Bachelor's thesis Joel Schölzel


Development of a methodology for the systemic evaluation of urban energy systems

Balancing energy system Copyright: EBC Balancing an urban energy system from the individual elements through the system unit building to a district

As a result of the energy transition the electrical and thermal energy supply changes. Due to the expansion of decentralized generation facilities, the volatility of electricity generation expands. The increased use of current-based heat and cold generators results in couplings between the electrical and thermal energy sector. Consequently, it is no longer sufficient to analyze a building as an isolated energy system. There is a need for acommonsystemic approach, taking into account the interactions of buildings with each other and with the supply network through energy demand and feed.

In the context of this thesis a methodology for the systemic evaluation of urban energy systems with the involvement of the higher energy system is developed. It is an instrument for the monitoring data-based analysis of the interactions in a city district, which arise from the increasing interconnections. At the beginning, the basics for the systemic evaluation of a district will be explained. Afterwards, definitions of various properties of urban energy systems are presented. These include network usability, system suitability, flexibility and environmental compatibility. These properties are assigned to literal-based parameters. Network usability is assigned to those parameters that evaluate the physical load of the network that results from the interactions within the district and at the interface to the higher-level system.

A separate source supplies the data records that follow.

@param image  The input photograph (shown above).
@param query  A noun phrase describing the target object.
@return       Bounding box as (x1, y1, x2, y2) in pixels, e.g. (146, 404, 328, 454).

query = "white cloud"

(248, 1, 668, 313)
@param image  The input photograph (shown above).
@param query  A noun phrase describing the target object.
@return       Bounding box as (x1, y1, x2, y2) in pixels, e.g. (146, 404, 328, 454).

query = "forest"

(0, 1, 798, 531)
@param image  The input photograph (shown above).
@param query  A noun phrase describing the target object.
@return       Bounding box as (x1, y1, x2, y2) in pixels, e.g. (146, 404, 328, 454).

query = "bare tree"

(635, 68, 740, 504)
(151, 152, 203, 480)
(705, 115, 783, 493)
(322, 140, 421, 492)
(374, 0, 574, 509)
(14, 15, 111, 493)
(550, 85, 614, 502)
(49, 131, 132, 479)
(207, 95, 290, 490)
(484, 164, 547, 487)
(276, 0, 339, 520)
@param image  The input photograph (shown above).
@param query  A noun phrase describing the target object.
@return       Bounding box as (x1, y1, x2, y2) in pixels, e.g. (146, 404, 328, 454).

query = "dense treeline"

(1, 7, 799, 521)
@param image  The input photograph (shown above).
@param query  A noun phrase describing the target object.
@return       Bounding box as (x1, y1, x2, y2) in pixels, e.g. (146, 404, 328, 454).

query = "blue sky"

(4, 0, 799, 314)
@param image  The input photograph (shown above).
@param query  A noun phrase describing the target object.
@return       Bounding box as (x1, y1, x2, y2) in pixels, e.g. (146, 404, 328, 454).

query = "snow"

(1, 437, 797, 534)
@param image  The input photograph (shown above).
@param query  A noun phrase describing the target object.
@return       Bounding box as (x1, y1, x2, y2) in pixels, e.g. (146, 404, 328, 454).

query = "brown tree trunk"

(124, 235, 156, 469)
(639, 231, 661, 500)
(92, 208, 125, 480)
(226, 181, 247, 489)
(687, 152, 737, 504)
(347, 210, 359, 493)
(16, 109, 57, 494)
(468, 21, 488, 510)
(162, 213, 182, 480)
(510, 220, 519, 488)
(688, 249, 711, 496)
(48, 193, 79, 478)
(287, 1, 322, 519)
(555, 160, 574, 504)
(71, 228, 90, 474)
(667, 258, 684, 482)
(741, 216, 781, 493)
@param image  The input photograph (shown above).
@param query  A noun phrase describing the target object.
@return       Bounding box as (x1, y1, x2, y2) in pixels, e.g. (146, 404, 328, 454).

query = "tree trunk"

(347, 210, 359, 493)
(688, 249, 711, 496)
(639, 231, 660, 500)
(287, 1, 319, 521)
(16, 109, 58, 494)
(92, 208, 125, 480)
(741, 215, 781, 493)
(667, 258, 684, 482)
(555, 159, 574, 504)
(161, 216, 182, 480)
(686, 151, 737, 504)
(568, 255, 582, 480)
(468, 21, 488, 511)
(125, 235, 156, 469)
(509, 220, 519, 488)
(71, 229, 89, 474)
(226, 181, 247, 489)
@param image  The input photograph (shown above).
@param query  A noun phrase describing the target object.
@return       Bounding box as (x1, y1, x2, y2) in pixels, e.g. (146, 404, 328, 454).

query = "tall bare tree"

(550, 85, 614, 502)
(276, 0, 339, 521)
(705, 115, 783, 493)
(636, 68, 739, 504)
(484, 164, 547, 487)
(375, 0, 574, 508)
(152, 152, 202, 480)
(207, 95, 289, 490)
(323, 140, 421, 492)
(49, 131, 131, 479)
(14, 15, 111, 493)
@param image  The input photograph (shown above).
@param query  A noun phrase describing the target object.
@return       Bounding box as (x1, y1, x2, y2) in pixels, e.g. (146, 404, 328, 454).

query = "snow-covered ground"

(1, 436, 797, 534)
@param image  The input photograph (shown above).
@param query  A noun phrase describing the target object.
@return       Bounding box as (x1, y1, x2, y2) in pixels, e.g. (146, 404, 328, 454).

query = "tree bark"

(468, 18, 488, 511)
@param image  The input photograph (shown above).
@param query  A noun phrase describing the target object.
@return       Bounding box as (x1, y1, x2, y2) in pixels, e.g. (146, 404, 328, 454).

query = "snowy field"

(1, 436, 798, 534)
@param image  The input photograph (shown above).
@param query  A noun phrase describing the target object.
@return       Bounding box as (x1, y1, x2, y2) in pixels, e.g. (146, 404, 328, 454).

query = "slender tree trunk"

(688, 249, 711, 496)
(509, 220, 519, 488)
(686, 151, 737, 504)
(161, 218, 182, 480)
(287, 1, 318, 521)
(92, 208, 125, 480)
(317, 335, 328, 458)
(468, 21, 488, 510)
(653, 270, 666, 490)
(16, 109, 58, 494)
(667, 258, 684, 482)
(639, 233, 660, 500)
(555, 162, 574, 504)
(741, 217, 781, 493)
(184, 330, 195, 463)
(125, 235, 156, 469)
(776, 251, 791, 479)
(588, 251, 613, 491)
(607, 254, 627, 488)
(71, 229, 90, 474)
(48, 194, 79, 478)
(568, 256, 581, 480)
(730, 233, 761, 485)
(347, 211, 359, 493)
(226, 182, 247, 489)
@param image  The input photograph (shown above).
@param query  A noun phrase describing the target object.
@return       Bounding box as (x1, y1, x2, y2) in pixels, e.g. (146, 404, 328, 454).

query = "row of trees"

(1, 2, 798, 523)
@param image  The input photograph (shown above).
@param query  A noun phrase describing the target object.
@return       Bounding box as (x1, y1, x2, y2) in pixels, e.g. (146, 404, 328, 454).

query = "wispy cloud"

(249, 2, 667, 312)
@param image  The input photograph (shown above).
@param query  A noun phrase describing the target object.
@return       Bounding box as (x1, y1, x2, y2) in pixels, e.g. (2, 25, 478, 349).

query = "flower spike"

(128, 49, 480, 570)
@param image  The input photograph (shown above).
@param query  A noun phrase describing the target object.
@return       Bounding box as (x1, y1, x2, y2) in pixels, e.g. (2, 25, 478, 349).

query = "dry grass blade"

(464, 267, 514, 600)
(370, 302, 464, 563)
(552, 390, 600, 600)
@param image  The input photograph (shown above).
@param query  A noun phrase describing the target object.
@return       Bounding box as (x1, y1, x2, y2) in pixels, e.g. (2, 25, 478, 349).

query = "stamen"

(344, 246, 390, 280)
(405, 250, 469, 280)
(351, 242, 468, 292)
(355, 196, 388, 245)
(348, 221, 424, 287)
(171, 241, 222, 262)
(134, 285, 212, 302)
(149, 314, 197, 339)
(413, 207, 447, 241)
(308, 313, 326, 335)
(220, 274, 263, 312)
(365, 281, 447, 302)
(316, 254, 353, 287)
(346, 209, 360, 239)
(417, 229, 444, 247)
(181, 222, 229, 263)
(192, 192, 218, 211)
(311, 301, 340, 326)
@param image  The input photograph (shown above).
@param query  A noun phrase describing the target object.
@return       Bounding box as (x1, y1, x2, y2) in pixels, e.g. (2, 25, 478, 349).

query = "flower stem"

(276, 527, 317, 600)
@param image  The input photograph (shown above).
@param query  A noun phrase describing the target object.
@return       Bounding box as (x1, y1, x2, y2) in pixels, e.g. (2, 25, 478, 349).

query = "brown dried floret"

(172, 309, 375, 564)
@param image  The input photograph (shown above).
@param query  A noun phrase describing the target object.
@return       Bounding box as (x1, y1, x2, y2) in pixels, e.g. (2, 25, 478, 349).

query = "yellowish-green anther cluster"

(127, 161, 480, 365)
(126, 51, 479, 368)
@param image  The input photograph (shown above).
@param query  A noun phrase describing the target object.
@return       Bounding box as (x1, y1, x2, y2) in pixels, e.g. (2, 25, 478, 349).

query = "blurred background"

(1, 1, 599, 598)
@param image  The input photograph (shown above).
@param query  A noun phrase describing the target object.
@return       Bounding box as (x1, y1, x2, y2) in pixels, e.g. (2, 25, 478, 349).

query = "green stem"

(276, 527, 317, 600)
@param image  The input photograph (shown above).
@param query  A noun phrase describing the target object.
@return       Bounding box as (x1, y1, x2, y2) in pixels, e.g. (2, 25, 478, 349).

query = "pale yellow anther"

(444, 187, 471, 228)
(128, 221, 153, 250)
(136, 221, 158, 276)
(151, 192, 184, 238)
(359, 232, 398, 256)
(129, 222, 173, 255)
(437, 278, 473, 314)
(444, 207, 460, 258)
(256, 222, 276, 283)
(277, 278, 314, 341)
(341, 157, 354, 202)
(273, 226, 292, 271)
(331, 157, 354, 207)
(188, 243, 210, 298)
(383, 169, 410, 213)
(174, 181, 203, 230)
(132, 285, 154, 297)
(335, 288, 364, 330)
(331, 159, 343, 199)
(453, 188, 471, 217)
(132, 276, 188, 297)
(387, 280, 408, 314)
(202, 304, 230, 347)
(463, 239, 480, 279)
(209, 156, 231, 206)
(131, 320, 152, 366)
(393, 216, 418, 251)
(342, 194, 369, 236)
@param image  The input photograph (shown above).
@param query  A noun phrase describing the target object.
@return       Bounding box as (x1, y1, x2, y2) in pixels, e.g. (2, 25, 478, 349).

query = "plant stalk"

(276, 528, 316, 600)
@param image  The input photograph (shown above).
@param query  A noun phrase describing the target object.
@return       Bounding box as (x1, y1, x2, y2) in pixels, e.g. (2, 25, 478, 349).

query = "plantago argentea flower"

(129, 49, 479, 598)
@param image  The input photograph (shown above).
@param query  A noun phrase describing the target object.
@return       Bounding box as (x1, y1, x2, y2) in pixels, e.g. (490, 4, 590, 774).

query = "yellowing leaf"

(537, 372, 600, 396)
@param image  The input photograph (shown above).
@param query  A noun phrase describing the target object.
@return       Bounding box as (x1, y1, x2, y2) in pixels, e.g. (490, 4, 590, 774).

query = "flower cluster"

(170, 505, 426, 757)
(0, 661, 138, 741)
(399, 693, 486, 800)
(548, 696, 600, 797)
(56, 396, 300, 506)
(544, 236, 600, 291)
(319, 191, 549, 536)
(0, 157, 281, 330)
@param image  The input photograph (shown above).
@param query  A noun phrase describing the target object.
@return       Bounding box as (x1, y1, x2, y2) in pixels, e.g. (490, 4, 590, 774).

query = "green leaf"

Under system suitability the parameters are summarized, which allow an assessment of the behavior of the urban energy system as part of the higher energy system. For the assessment of flexibility, a required flexibility is determined and the use of existing flexibility options is considered. Finally, the environmental compatibility is classified with the emissions caused. The required monitoring data are defined and the developed methodology is implemented as a Python tool. The tool is applied to four sample districts to evaluate the systemic behavior of the districts and to discuss the practicability of the methodology.

The results show that in a network-reactive operation battery storages avoid bottleneck situations in the network and increase self-consumption. However, the battery storage is not fully utilized. CHP and PV systems increase coverage and energy autonomy at different times of the year. The application of the methodology requires a comprehensive and complete database. The methodology is characterized by a modular structure. The thesis lays the foundation for an user-friendly, automated assessment procedure for existing districts.